A simple explanation of “Humans Perceive Wrong Narratives from AI Reasoning Texts”

1. What is this paper about?

Some new AI systems write out their “thinking” step by step before giving an answer. People often read these steps and believe they show how the AI actually figured things out. This paper asks a big question: do humans really understand these “reasoning texts” the way the AI actually uses them?

The short answer the paper finds: not really. People often get the story wrong.

2. What questions did the researchers ask?

They focused on one important, easy-to-check piece of understanding: can people tell which earlier sentence in the AI’s reasoning actually caused a later sentence to be written?

In other words, given a target sentence in the AI’s step-by-step text, can you pick the earlier sentence that truly influenced it? If people can’t even do that, it’s a warning sign that the “reasoning text” isn’t a clear window into the AI’s real process.

3. How did they paper it?

Think of the AI’s reasoning text like a chain of dominoes—one sentence after another. To test what really matters:

  • They took AI-generated reasoning for simple math word problems (things like totaling distances or costs).
  • They split the reasoning into sentences.
  • For a chosen target sentence, they tested each earlier sentence one by one by “removing” it and asking the AI to regenerate just the target sentence.
    • If removing sentence X makes the target sentence change in meaning, then sentence X truly caused (influenced) the target sentence.
    • If the target doesn’t change, then sentence X didn’t matter for that target.
  • They did this carefully so the only difference was the missing sentence (no randomness).
  • They used another AI to double-check whether the original and new target sentences really said the same thing or not.

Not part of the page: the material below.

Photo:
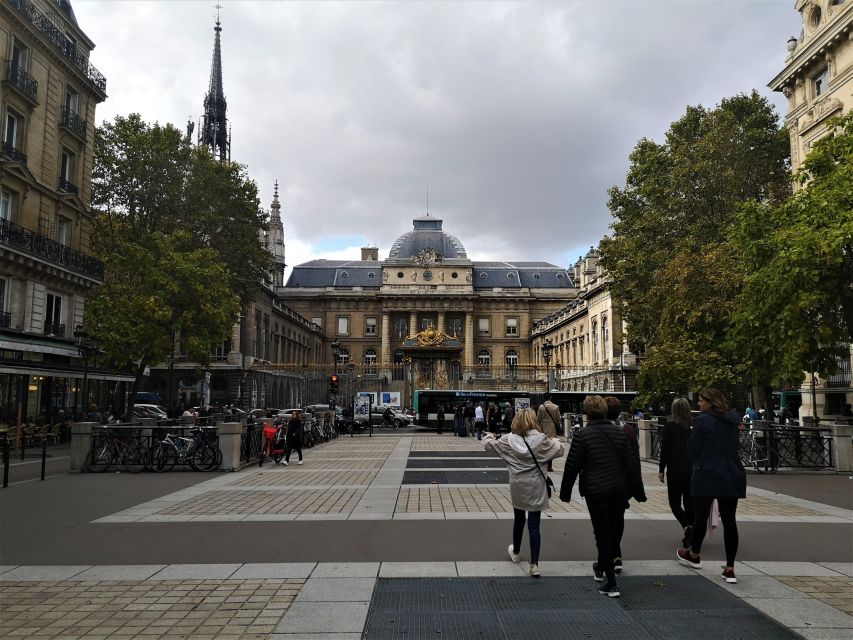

Then they made a human quiz:

  • People saw the problem and the AI’s reasoning up to a target sentence.
  • They saw four earlier sentences and had to pick which single one actually caused the target sentence.
  • There was always exactly one correct choice.
  • 80 adult participants took 50 such questions each.

This is like asking: which domino, if removed, would change how a later domino falls?

4. What did they find, and why does it matter?

Key results:

  • Individuals did poorly: average accuracy was about 29%, barely above guessing (25%).
  • Even when many people agreed on the same answer (a strong “shared story”), they were still wrong a lot: only about 40% correct.
  • Background and experience didn’t help: people with STEM degrees, people who use AI often, or people who took more time didn’t do better.
  • The gap showed up across different AI models. People did a bit better on one model’s texts than the other, but overall performance was still low.

Why this matters:

  • It shows a big mismatch between the story humans think the AI is following and the way the AI actually uses its own text.
  • That means we shouldn’t treat AI “reasoning text” as a trustworthy explanation of how the AI got its answer just by reading it like a human explanation.

5. What does this mean for the future?

  • Don’t take AI “thinking” text at face value. It may look like an explanation, but humans can easily misread it.
  • We need better tools and tests to probe what parts of the AI’s text actually affect later steps and the final answer.
  • AIs might “use” language differently from humans. They can write fluent, logical-looking text, but the hidden cause-and-effect inside their process doesn’t match human expectations.
  • Building safe, trustworthy AI will require new ways to paper and interpret these systems, not just reading their step-by-step text as if it were a human diary.